Like the Feiths and Abramses, the Cheneys and Wolfowitzes, and like George W. Bush himself wanting war with Iraq and seizing on the first excuse that came to hand, Obama has been handed a perfect cover for doing what he was disposed to do all along. An orgy of public spending outstripping even the super-profligate Bush's was the desire of the leftward-most senator before the contraction, and he can justify it with economic bunk now.

As CNN.com reports, "Economists from across the political spectrum agree that if we don't act swiftly and boldly, we could see a much deeper economic downturn," Obama said. "That's why we need an American Recovery and Reinvestment Plan that not only creates jobs in the short-term but spurs economic growth and competitiveness in the long-term."

But "economists from across the political spectrum" do not "agree." Keynesians and Chicago School monetarists who slathered credit for the bubble on Allan Greenspan and failed to predict its popping, which they still find inexplicable, agree. Austrian School economists who castigated Greenspan during the bubble, forecast the current contraction, and see worse to come as a result of the government's response, disagree. Vehemently.

But, as one of the Austrians recently said, "Being right is overrated." They are now in the position of the bystander who cannot reach the child in time to push him out of the way of the bus. Obama has adopted Bill Clinton's tactic of referring to all government spending as "investment," but his taxing and borrowing to pay for wasteful government programs will only make matters worse.

The American economy is like big, healthy George Washington that fateful day in 1799. How much quackery will the government inflict?

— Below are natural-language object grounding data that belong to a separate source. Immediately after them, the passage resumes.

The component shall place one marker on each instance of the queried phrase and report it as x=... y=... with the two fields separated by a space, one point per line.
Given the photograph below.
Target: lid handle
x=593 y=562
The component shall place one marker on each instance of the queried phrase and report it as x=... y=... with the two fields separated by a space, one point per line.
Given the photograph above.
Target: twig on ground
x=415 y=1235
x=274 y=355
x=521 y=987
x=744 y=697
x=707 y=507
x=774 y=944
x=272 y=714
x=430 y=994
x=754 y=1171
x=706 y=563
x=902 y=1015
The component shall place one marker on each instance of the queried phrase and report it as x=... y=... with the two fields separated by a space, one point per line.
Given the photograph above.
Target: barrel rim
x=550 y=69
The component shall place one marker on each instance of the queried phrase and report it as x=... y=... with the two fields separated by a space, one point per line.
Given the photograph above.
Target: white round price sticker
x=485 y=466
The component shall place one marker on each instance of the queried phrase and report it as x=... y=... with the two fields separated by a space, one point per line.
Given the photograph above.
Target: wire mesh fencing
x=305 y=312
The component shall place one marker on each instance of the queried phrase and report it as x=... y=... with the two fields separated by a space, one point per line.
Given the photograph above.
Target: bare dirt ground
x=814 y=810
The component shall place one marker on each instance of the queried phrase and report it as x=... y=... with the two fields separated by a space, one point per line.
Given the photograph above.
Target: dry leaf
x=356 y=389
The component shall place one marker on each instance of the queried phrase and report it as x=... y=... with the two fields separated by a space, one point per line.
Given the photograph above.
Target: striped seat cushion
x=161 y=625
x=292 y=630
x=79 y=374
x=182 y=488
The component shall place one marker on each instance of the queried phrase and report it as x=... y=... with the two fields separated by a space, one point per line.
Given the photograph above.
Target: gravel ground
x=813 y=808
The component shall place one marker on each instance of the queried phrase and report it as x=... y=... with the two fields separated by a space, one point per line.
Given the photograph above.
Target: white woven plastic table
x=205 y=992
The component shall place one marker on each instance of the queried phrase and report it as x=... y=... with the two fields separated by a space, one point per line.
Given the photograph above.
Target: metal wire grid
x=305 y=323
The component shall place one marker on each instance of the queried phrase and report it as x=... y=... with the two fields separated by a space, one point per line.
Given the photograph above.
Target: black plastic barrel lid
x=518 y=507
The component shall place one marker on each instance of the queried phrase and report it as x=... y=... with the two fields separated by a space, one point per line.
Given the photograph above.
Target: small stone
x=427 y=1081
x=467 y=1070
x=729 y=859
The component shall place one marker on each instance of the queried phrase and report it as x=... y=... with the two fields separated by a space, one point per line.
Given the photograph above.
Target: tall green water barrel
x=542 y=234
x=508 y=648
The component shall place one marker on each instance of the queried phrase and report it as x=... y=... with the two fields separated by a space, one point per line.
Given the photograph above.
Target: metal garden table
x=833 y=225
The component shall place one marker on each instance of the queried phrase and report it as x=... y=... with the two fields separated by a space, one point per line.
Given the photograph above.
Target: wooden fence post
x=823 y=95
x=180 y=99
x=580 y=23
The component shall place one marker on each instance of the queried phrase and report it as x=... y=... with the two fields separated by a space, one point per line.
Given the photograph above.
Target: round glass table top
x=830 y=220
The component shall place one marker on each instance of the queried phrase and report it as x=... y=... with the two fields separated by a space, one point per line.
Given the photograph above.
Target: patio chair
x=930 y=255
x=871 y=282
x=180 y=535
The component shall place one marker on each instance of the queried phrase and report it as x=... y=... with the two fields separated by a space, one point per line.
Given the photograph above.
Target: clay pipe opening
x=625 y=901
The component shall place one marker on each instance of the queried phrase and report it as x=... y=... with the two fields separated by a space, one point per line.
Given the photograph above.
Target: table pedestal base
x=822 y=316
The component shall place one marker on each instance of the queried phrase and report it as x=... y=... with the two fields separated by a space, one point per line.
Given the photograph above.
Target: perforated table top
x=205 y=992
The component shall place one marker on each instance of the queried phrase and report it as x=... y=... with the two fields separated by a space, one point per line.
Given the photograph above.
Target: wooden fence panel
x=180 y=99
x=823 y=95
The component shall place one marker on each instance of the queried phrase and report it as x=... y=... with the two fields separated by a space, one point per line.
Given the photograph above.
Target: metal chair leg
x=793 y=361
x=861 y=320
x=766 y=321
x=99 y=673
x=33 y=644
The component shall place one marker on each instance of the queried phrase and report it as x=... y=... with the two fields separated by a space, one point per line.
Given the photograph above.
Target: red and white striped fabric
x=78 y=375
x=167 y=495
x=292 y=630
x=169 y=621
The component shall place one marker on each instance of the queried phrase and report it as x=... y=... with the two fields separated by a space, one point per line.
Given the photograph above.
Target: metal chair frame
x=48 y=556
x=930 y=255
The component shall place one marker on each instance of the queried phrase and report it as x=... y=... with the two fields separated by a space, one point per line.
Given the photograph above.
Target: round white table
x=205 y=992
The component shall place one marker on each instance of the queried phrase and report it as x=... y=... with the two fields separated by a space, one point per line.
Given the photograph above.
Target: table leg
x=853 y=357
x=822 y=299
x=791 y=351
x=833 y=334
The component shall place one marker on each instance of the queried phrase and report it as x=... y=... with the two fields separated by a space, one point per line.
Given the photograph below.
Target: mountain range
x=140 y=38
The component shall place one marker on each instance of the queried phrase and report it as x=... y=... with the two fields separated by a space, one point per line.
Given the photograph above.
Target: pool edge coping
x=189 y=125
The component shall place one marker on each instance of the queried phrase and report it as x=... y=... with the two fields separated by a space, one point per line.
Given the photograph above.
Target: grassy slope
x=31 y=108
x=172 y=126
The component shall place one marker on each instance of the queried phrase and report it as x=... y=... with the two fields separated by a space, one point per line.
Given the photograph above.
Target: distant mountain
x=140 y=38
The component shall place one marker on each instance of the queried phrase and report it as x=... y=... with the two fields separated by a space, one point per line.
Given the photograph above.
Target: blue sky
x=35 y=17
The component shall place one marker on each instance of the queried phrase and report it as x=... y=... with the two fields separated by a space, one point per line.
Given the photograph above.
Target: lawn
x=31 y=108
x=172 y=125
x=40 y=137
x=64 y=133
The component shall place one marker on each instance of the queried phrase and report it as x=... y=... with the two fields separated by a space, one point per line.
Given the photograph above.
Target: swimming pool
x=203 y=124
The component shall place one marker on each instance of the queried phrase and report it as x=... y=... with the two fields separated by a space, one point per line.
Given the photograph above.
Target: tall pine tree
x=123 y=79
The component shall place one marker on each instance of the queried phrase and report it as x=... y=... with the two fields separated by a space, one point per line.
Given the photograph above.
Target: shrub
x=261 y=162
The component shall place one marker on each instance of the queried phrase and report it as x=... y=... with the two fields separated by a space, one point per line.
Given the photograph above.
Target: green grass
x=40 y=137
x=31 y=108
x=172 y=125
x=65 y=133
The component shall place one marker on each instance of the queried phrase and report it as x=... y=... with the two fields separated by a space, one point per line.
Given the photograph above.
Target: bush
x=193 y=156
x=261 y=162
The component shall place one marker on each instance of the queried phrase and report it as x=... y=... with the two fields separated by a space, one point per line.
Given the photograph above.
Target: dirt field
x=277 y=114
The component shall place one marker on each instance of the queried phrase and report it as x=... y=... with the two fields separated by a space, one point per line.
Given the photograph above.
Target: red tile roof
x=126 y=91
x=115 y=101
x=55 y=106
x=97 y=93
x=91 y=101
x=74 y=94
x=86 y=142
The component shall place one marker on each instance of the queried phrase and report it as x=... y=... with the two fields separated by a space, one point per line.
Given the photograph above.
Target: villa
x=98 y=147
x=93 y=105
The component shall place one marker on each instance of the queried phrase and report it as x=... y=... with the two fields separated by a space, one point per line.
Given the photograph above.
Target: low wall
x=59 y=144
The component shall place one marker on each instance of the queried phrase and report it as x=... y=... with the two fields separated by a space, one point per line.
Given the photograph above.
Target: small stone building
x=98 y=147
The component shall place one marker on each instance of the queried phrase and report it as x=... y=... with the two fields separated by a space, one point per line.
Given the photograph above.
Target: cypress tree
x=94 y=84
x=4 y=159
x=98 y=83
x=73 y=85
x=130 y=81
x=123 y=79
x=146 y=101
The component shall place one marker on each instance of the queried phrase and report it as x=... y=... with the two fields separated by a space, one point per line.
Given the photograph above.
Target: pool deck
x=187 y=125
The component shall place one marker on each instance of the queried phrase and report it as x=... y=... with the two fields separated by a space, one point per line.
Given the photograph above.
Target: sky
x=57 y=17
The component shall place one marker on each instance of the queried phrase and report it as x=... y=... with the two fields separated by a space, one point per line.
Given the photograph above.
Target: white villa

Reduced saving means reduced future standard of living. Heightened government spending means reduced saving. Taking money from the politically weak to give it to the strong is King John's model of government. And George Bush's. And Barack Obama's.

In recent days, some paleoconservatives have labeled observations such as these "ideological," people who object to the Big Three Rip-off "ideologues." Was Robin Hood an "ideologue"? Was King John a "statesman"?

There is still time for Obama to decide that unlike the second Bush, he is not going to follow King John in taking money from everyone else for the benefit of the well connected. He can still refuse to follow Bush in exploiting others' misery for his own ideological ends. The signs are not promising.